Awalnya Day sempat berpikir kalau Night akan marah besar karena sudah ia kerjai saat sedang lelah-lelahnya baru pulang kerja tadi malam. Namun, begitu mereka berdua bertemu di meja makan untuk makan pagi. Anak itu malah tetap bersikap baik dan ramah seperti biasa. Seolah tak ada yang terjadi pada mereka.
Day langsung membatin kala memandang wajah dewasa Night yang hangat juga indah itu, ah, sepertinya aku benar-benar tidak bisa hidup tanpa anak ini, ya, parah.
Sampai saat ini pun Day tetap tidak bisa membayangkan bagaimana kehidupan yang sudah dilalui oleh Night. Sebelum ia tinggal di panti asuhan Riordan. Apa yang terjadi padanya. Tempat macam apa yang ia sebut neraka? Sampai membuatnya begitu trauma dan ketakutan nyaris sepanjang waktu. Apa pula penyebab tubuhnya saat itu bisa dipenuhi oleh begitu banyak luka?
Huff. Semua tentang Night merupakan sumber terbesar rasa penasaran Day. Tapi, apakah itu semua benar-benar sesuatu yang harus ada jawabannya? Tidak tau. Tapi, mari kita…
“Day, sebenarnya dari dulu aku itu penasaran,” ucap Night tiba-tiba di tengah prosesi makan paginya.
Waw! Apa Night bisa membaca perasaan Day? Apakah ikatan batin mereka sudah sebegitu eratnya karena lama tinggal bersama sekalipun bukan keluarga? Hmm, boleh juga. Day pun mengangkat wajahnya dan mulai melihat wajah Night. Bertanya, “Soal apa?”

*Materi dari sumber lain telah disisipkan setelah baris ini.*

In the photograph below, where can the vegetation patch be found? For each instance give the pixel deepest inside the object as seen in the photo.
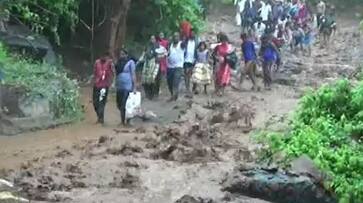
(328, 127)
(43, 79)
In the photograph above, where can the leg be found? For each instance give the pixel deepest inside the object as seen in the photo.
(170, 79)
(194, 88)
(176, 82)
(96, 102)
(266, 74)
(156, 90)
(122, 97)
(242, 75)
(187, 75)
(269, 72)
(102, 105)
(251, 71)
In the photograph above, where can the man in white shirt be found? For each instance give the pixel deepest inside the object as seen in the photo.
(266, 10)
(321, 7)
(190, 52)
(175, 66)
(259, 28)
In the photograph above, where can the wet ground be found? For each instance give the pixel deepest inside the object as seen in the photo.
(188, 150)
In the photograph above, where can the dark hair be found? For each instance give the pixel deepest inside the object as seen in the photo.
(223, 37)
(124, 50)
(201, 44)
(104, 55)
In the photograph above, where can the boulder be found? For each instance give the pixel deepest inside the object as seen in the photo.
(34, 106)
(276, 186)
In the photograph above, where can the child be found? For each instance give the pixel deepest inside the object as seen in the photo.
(202, 71)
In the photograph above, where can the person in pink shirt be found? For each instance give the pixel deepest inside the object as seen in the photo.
(163, 61)
(103, 77)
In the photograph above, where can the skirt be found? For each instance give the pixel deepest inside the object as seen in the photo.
(202, 74)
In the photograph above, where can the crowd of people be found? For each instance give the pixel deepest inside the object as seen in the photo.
(268, 27)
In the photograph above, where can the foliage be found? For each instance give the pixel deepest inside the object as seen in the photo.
(328, 127)
(163, 16)
(46, 80)
(44, 16)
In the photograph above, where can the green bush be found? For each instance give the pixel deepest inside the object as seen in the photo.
(41, 78)
(328, 127)
(163, 16)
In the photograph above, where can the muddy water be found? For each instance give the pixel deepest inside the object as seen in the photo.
(14, 150)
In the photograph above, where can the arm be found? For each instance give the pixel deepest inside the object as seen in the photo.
(132, 67)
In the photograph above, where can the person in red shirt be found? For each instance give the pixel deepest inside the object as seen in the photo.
(163, 61)
(103, 77)
(185, 29)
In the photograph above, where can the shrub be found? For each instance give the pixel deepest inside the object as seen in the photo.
(44, 79)
(328, 127)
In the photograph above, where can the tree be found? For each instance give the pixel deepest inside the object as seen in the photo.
(44, 16)
(117, 24)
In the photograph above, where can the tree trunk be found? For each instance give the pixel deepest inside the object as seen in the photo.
(118, 24)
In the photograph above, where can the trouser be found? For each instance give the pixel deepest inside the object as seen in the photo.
(318, 20)
(153, 90)
(99, 103)
(173, 78)
(188, 71)
(121, 99)
(250, 68)
(267, 77)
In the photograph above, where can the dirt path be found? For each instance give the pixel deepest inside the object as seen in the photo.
(163, 160)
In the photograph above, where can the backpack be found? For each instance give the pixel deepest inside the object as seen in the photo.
(232, 60)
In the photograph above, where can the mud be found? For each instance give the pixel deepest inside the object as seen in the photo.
(277, 186)
(184, 152)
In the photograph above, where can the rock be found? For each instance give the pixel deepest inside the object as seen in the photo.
(34, 106)
(284, 80)
(276, 186)
(218, 118)
(305, 166)
(191, 199)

“Jadi, seperti ini… dari mana kamu tahu kalau kamu itu dibuang oleh orang tuamu sejak lahir?” tanya Night.
“Tentu saja karena ada yang bilang padaku, lah,” jawab Day tersenyum kecil. Pertanyaan sahabat karibnya satu ini ada-ada saja memang. "Aku ini memang jenius, tapi tidak punya photographic memory juga."
“Siapa yang mengatakan semua itu pada Day?” tanya Night lagi sambil menyendokkan potongan telur gulung terakhirnya ke dalam rongga mulut.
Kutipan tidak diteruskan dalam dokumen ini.